In the beginning of the tale we find the only depiction of peace in the rural village of Sylvaerrand where Patience “was a good child and quickly grew to love working in the fields with her father.” After the menacing stranger lays a curse upon Patience that results in the death of her father, she is condemned to roam the lands as a dangerous outcast. Forced to abandon the sedentary life necessary for the cultivation of land, Patience must move between townships and even ends up in Ta’Vaalor and presumably Ta’Illistim since she later travels to Old Ta’Faendryl. The sharp contrast between the pleasures of rural, sedentary life and the ill-fated wandering through urban areas suggests that this aspect of the story may have ancient roots. I believe that “Patience and the Lily” in its present form is a re-ordering of an older tale grappling with the first division between the Sylvankind and the Elves of the early empire.
As a result of less ancient additions, “Patience and the Lily” argues a sharp contrast between sorcery and other forms of magic, particularly that of wizards. The villain of the piece, alternatively called “dark stranger” and “sorcerer,” is described as “aged, his face worn and half-covered by a long combed beard.” This description embodies the alien nature of sorcery in the legend since the stranger, the outsider with aged skin and facial hair, is clearly no Elf. Angry that his land had been usurped, I would suggest that this stranger not only represents sorcery but anxiety over the Faendryl people as a whole. Descendants of Korthyr and the former leaders of the Elven Empire, the Faendryl still possess an unresolved grievance over their exile.

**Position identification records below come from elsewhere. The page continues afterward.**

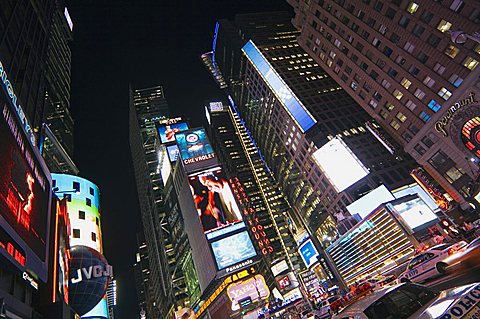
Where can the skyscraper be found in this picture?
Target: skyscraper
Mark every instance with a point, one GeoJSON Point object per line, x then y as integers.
{"type": "Point", "coordinates": [165, 238]}
{"type": "Point", "coordinates": [25, 30]}
{"type": "Point", "coordinates": [57, 132]}
{"type": "Point", "coordinates": [83, 207]}
{"type": "Point", "coordinates": [398, 61]}
{"type": "Point", "coordinates": [270, 214]}
{"type": "Point", "coordinates": [292, 109]}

The failed effort to undo the curse is led by the wizard Gailyn who seeks out the assistance of Maelfey, who “had studied the arts of sorcery, as well as wizardry.” It is interesting that the only way sorcery can be safely handled in the story is if it is tempered with wizardry. Ultimately, I think the tale betrays apprehension over its own design by shifting our focus away from a full damnation of sorcery toward a realization that intent governs the moral dimension of magic. True love, according to Maelfey, is the “one true weakness of evil sorcery” but it does not follow that all sorcery is evil sorcery. Maelfey’s sorcerous knowledge is not evil, after all.
The ending, of course, is ambiguous. Is sorcery too deadly to be opposed? Was the unhappy result a judgment upon the sincerity of Patience? The reader is left with the image of Patience wandering the ruins of Old Ta’Faendryl with the one enduring symbol of love, the jeweled lily, clutched in her hands.
If my reading of this story’s relationship to the exile of the Faendryl is accurate, then it makes sense that Patience ends her journey in those ruins. The lily becomes a representation of another enduring hope – that a reunited Elven Empire may once again restore order to the world. There are no differences between the Faendryl and the Elven Nations, or among any of the Elven City-States, so great that they might overcome our shared blood and common history. My counsel is constant: increase diplomatic contact and exercise patience, extraordinary patience.